Betty Suarez, a native of Juigalpa, Nicaragua, visited her hometown in August. While there, she spent a few days with nine girls who live at the Casa Mision Santa Faz Orphanage. They were shy at first, according to Suarez, but after a day or so, they opened up. They talked about their goals in life; one to be a doctor, another a lawyer, Suarez said.
Suarez, 26, was amazed at how positive the girls are and how they always smiled, despite their histories. Most of the children at the orphanage are rescued victims of human trafficking.
Victims this young — their ages ranged from 2 to 17 — are not uncommon across the world. According to the Wisconsin Human Trafficking Protocol and Resource Manual, between 12 and 27 million adults and children are in forced labor, bonded labor and forced prostitution around the world. Seventy percent of the victims are female and one-third are children.
“In a country like Nicaragua, where poverty is so high, unfortunately there are parents who are willing to sell their kids, and even some kids who are willing to sell their body to help the family,” said Suarez, who helped put together a panel to discuss human trafficking at Alverno College in the spring.
High poverty rates in developing countries such as Nicaragua limit those countries’ capacity to deal with the problem of human trafficking, according to Darius Alemzadeh, executive director of Trafficking Ends With Action(TEA).
This is because of “the inability to counteract the larger effects of poverty on individuals and families, or because there is a fine line between traditional cultural practices and exploitation,” explained Alemzadeh in an email.
TEA, based in Milwaukee, is an organization dedicated to ending human trafficking and modern day slavery through research, education, service and community engagement, according to its website.
Suarez, a senior at Alverno, has been working with the Global Studies Club to raise money for the orphanage since last year.

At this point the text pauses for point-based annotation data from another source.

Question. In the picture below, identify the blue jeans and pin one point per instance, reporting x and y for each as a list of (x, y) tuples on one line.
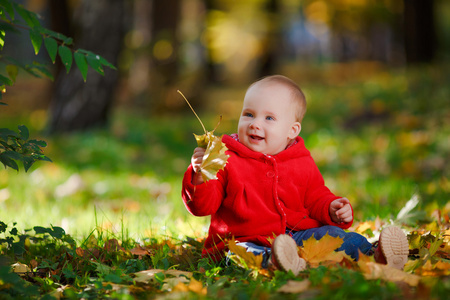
[(352, 241)]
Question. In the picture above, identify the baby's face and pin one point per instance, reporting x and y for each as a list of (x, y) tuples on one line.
[(267, 123)]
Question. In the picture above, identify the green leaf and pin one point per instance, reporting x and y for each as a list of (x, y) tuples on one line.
[(80, 60), (38, 69), (36, 40), (29, 17), (2, 39), (40, 229), (94, 62), (107, 63), (27, 163), (59, 36), (66, 57), (57, 232), (102, 60), (38, 143), (5, 133), (24, 133), (52, 47), (8, 162)]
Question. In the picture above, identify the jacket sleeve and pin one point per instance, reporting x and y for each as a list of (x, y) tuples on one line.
[(203, 199), (318, 199)]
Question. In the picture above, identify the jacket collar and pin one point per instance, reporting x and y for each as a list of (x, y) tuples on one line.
[(294, 150)]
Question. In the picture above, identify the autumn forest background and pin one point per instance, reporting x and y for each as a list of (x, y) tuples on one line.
[(375, 73)]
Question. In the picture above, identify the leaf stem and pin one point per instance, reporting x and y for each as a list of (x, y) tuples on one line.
[(179, 92)]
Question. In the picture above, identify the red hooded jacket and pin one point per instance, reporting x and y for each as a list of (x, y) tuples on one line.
[(257, 197)]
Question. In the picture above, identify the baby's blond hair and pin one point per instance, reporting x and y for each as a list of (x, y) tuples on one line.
[(297, 95)]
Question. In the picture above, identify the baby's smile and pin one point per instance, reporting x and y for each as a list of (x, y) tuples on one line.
[(256, 137)]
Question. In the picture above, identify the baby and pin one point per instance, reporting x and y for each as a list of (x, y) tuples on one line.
[(271, 187)]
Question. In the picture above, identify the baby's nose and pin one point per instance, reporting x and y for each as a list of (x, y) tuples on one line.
[(254, 125)]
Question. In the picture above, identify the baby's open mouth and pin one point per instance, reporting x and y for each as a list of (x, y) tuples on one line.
[(256, 137)]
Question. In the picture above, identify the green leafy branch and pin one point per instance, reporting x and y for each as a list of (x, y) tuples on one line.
[(56, 44), (17, 147)]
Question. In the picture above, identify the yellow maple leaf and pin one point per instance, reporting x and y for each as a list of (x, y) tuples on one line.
[(295, 287), (147, 276), (440, 268), (316, 252), (214, 158), (244, 258)]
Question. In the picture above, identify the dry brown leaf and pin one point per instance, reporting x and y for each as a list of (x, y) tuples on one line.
[(248, 258), (372, 270), (20, 268), (319, 251), (362, 227), (139, 251), (295, 287), (148, 275)]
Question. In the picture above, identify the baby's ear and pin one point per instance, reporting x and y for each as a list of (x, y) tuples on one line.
[(295, 130)]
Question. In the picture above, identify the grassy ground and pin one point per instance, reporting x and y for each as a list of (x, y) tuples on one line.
[(378, 140)]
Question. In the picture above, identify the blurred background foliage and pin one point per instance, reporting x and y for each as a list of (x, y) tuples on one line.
[(375, 73)]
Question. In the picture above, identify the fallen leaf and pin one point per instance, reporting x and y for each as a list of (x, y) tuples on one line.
[(440, 268), (372, 270), (148, 275), (295, 287), (318, 251), (247, 259), (112, 245)]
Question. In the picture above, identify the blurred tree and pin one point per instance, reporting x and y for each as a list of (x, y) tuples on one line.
[(165, 20), (420, 35), (60, 22), (271, 53), (79, 105)]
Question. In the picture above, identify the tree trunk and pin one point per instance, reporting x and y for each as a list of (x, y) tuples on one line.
[(79, 105), (420, 35)]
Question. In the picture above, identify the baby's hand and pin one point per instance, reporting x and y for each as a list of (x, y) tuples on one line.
[(341, 211), (196, 161)]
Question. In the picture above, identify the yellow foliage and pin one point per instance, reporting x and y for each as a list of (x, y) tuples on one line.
[(316, 252)]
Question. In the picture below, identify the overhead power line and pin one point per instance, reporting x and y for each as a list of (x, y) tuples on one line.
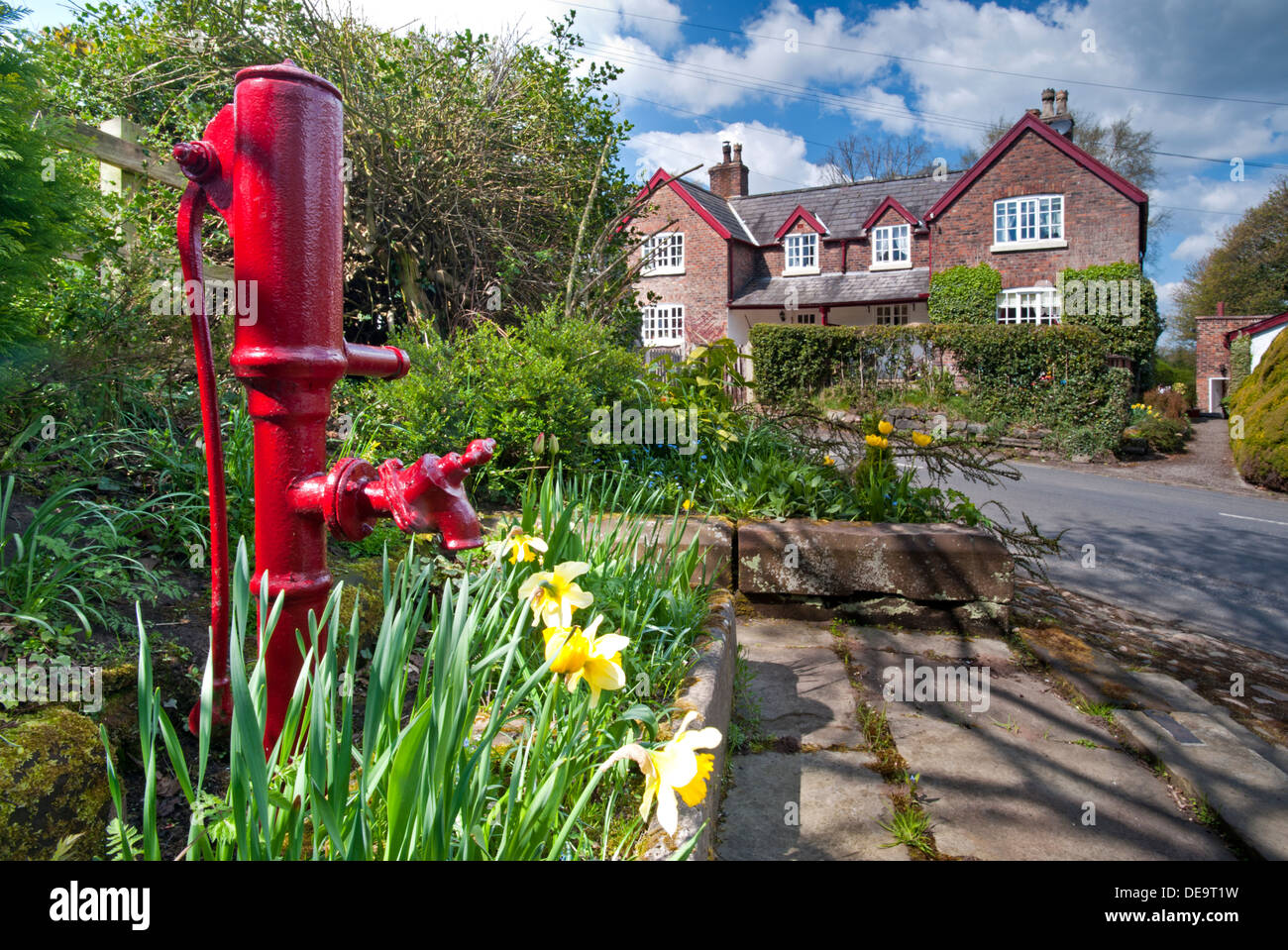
[(897, 58)]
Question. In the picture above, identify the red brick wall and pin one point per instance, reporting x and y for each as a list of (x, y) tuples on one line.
[(1211, 357), (743, 264), (1100, 223), (703, 287)]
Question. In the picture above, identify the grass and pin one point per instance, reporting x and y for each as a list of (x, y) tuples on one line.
[(331, 790)]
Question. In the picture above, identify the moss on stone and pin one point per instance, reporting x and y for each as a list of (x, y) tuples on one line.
[(54, 786)]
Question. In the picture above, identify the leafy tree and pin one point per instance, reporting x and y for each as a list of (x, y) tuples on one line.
[(469, 158), (44, 210), (1247, 270), (857, 158)]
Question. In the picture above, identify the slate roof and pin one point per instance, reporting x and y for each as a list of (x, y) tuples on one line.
[(857, 286), (842, 209), (719, 209)]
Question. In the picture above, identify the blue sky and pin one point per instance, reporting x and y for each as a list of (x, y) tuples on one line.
[(787, 78)]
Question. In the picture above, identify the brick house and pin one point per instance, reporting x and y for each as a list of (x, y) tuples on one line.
[(720, 259), (1212, 351)]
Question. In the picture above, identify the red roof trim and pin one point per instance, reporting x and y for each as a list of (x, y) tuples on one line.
[(871, 301), (660, 175), (1263, 323), (1039, 128), (885, 206), (800, 214)]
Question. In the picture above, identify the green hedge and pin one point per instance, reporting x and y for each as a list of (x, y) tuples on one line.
[(965, 295), (1261, 404), (1117, 300), (1048, 374)]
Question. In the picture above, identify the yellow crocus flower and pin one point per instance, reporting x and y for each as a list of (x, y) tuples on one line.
[(677, 768), (519, 546), (579, 654), (554, 596)]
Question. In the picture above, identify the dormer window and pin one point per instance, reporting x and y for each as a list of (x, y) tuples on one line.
[(664, 254), (890, 248), (800, 254), (1030, 223)]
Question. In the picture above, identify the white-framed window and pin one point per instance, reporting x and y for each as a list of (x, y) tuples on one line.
[(664, 325), (1034, 220), (1029, 305), (892, 314), (664, 254), (800, 254), (890, 246)]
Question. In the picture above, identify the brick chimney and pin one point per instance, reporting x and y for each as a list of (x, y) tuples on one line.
[(1055, 111), (729, 177)]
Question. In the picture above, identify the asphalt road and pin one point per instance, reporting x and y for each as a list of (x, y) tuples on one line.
[(1214, 560)]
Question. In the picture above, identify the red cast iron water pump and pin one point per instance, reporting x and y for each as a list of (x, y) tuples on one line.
[(270, 163)]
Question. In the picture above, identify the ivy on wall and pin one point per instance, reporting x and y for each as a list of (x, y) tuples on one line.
[(965, 295), (1041, 374)]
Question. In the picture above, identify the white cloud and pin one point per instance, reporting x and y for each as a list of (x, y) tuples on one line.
[(774, 158)]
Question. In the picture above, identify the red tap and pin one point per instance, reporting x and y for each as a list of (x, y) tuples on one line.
[(270, 164)]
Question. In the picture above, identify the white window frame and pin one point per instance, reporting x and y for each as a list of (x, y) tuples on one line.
[(892, 314), (1020, 223), (664, 254), (1030, 305), (892, 248), (803, 248), (662, 325)]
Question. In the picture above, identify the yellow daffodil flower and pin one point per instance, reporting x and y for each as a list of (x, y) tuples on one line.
[(554, 596), (677, 768), (579, 654), (519, 546)]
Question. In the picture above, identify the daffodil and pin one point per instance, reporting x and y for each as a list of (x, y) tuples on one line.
[(579, 654), (554, 596), (677, 768), (519, 546)]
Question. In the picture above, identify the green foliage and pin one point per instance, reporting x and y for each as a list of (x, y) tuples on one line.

The club, along with students from a fundraising and grant-writing class, will host “Hope for Nicaragua,” a fundraiser and silent auction from 7 p.m. to 9 p.m. on Nov. 9 at the Mug Coffeehouse, located on the campus at 3400 S. 43rdSt.
All proceeds from the event will go directly to the orphanage. Previous fundraisers have raised enough money to provide food, clothing, shoes and school supplies for the orphanage but the need is still great, according to Suarez.
Suarez said it was difficult to say goodbye to the children but she didn’t cry when she left. She felt she had to stay strong because they’d shown her so much strength. “You wouldn’t even know they had sad and dark histories, because they were always smiling,” Suarez said.
The long-term goal of the global studies group is to encourage people to continue donating while building a long-term relationship with the orphanage, and to raise awareness about human trafficking in general.
“It’s a problem everywhere, even here in Milwaukee,” Suarez said.
Alemzadeh agrees. “Human trafficking is a very real problem in the state of Wisconsin,” Alemzadeh said. He said Wisconsin is dealing with both international and domestic trafficking, although people still think of the problem as international.
For Betty, it’s both. She feels the impact all the way from her hometown in Nicaragua to her current home in Milwaukee.
And though she knows the money raised at the benefit will only go so far, it still helps improve the lives of girls who “have that strong will and power to survive,” she said. “They want to live life and to learn and go to school like other kids.”